Rio Grande do Sul elege 168 delegados/as à II Conferência Nacional de Economia Solidária

Porto Alegre sediou, no último sábado (8), a II Conferência Estadual de Economia Solidária (II CONAES), elegendo 168 delegados e delegadas à etapa nacional, a delegação com o maior número de representantes na etapa nacional da II CONAES, que se realizará entre os dias 16 e 18 de junho, em Brasília. A Guayí referendou 10 nomes, sendo cinco pelo segmento Entidades de Fomento e Apoio à Economia Solidária e cinco pelo segmento Empreendimentos Econômicos Solidários.

Vale destacar o alto grau de mobilização e a qualidade dos debates que ocorreram em todo o Estado, com a realização de 11 encontros regionais preparatórios à etapa estadual e a eleição de 422 delegados/as. O resultado, além de uma eleição por consenso dos representantes à II CONAES, foi a aprovação de aproximadamente 200 propostas que serão encaminhadas pelo Rio Grande do Sul à Conferência, entre elas, a criação do Ministério da Economia Solidária.

Visita à Sagrada Família discute projeto de desenvolvimento local

Nesta quinta, 06/05, a equipe técnica do Neates/RS encerrou mais uma visita ao município de Sagrada Família, na região Noroeste do Estado.

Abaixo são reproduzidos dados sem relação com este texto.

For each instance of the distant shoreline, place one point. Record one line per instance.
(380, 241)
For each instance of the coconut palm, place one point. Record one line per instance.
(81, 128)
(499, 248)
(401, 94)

As atividades, que se iniciaram na segunda-feira, integraram uma agenda qualificada que, em parceria com prefeitura local, incorreram em ações relevantes para diversos empreendimentos econômicos solidários no município.

Do trabalho, ficaram delineados os primeiros traços para um plano de desenvolvimento territorial com base na qualificação e dinamização do tecido produtivo local, mas, principalmente, apoiado num modelo de produção coletiva e fortemente comprometido com a preservação ambiental, uma das carências mais comuns a todos os territórios especializados na cultura da soja. Com isso, procura-se encontrar um caminho, baseado nas ações coletivas e solidárias, para o fortalecimento da agricultura familiar e, principalmente, para a construção de um modelo de desenvolvimento diametralmente oposto àquele que vem produzindo efeitos degradantes ao meio ambiente e à renda dos pequenos agricultores locais. O que reflete, entre outras coisas que, tais ações, estão sendo pensadas em conformidade com alguns dos principais pilares da economia solidária, além de, muito provavelmente, assumirem um caráter inovador no Estado e quiçá, no Brasil.

As agendas que transcorreram em Sagrada Família na primeira semana de maio, além de envolverem os diversos EES atendidos pelo Neates/RS, ainda articularam encontros importantes com a EMATER local e com a agência do Banco do Brasil de Palmeira das Missões, de onde se espera protagonismo no referido projeto de desenvolvimento local.